目的のひとつは某グループのロケハン。でもそれと同じくらい楽しみにしていたのが、インディゴ復活大作戦。
長く使って少し疲れてしまったシーツや、色褪せたり、思いがけないシミを背負ってしまった服たち。
そんな「暮らしの中の愛着あるものたち」に、もう一度息を吹き込んであげたい!そんな願いを胸に工房の大きな染め桶を覗いた瞬間、藍の深い海のような色に心まで飲み込まれそうになった。
キングサイズのボックスシーツ、クイーンサイズのフラットシーツ、ワンピース3枚、パンツ1枚、プレイスマット4枚、そしてエコバッグまで。
藍は静かにすべてを受け入れ、染めあげ、纏わせ、再び私たちの前へ差し出してくれる。
いろいろな愛着のあるものが、次々と生まれ変わる。
ただの色ではなく、時間を包み直し、記憶さえやさしく磨き上げて返してくれるような、そんな不思議な力を感じていた。
そのあと、Phrae から Nan(ナーン)方向へと、山に向かうドライブへ。
道は穏やかな波のようにうねりながら続き、丘陵は遠く遠くまで連なり、どこまでも柔らかなリズムで地平線に溶けていく。
車の窓から流れ込む風には、乾いた土の香りと、まだ残っている緑の気配。
光は柔らかく、世界全体が薄いヴェールに包まれているみたいで、その静けさだけで胸が満たされていった。
そして突然、前方に白い粒子が舞い上がるような光景が現れた。
それは大量の蝶だった。
息を呑むほどの美しさ!
いくつもの羽が光を受けて瞬き、風に揺られながら空中に描く目に見えない軌跡は、まるで音楽のフレーズのよう。
目の前の世界が少しだけ現実から外れて、夢と現実の境界が淡くほどけていく。
その短い奇跡のような時間を、私はただ見届けていた。
けれど、よく見渡してみると、その美しい丘陵の大部分はトウモロコシ畑。
かつて森だった場所が伐採され、飼料用の大規模栽培が広がっている。
広大な景色は美しいままなのに、その背景にある現実を思うと胸の奥に小さな痛みが生まれる。
自然の豊かさと人の営みは、いつも同じ場所で交差しながら進んでいく。
旅はただ楽しいだけではなく、見たことのない問いや葛藤まで光に晒してくる――そんなことも、あらためて感じるドライブだった。
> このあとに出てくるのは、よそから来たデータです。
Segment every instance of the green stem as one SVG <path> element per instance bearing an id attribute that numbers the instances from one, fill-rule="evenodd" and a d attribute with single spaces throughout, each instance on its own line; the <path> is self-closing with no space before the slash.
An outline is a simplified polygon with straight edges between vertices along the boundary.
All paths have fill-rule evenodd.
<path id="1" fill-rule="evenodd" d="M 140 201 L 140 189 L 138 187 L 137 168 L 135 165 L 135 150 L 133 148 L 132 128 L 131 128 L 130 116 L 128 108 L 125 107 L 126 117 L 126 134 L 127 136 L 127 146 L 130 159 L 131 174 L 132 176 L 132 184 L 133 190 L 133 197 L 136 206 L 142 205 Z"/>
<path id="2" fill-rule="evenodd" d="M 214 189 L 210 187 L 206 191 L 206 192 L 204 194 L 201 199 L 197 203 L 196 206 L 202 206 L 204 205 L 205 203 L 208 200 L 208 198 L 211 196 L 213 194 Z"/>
車の中では、なぜか「オーヴェルニュの歌」がずっと頭の中で流れていた。
あの歌は、田舎の風景の中で、遠く離れた男女が互いを呼び合うような、人の暮らしの体温を感じる歌。
丘の向こうから丘の向こうへと声が渡っていくように、人の想いもまた、この大地の上で何百年も行き交ってきたのだと思うと、胸の奥が少し温かく、そしてしんと静まるような感覚になる。
藍に染まった布たちも、丘陵を渡る風も、まるで蝶のように儚く舞う光景も――すべては自然のもののようでいて、その中にはいつも人の手と暮らしが重なっている。
喜びと切なさの狭間で揺れながらも、この大地のどこかで今も誰かが暮らし、愛し、歌い続けている。
そんな人間の営みの気配を感じながら、私は静かにその風景の一部になっていた気がした。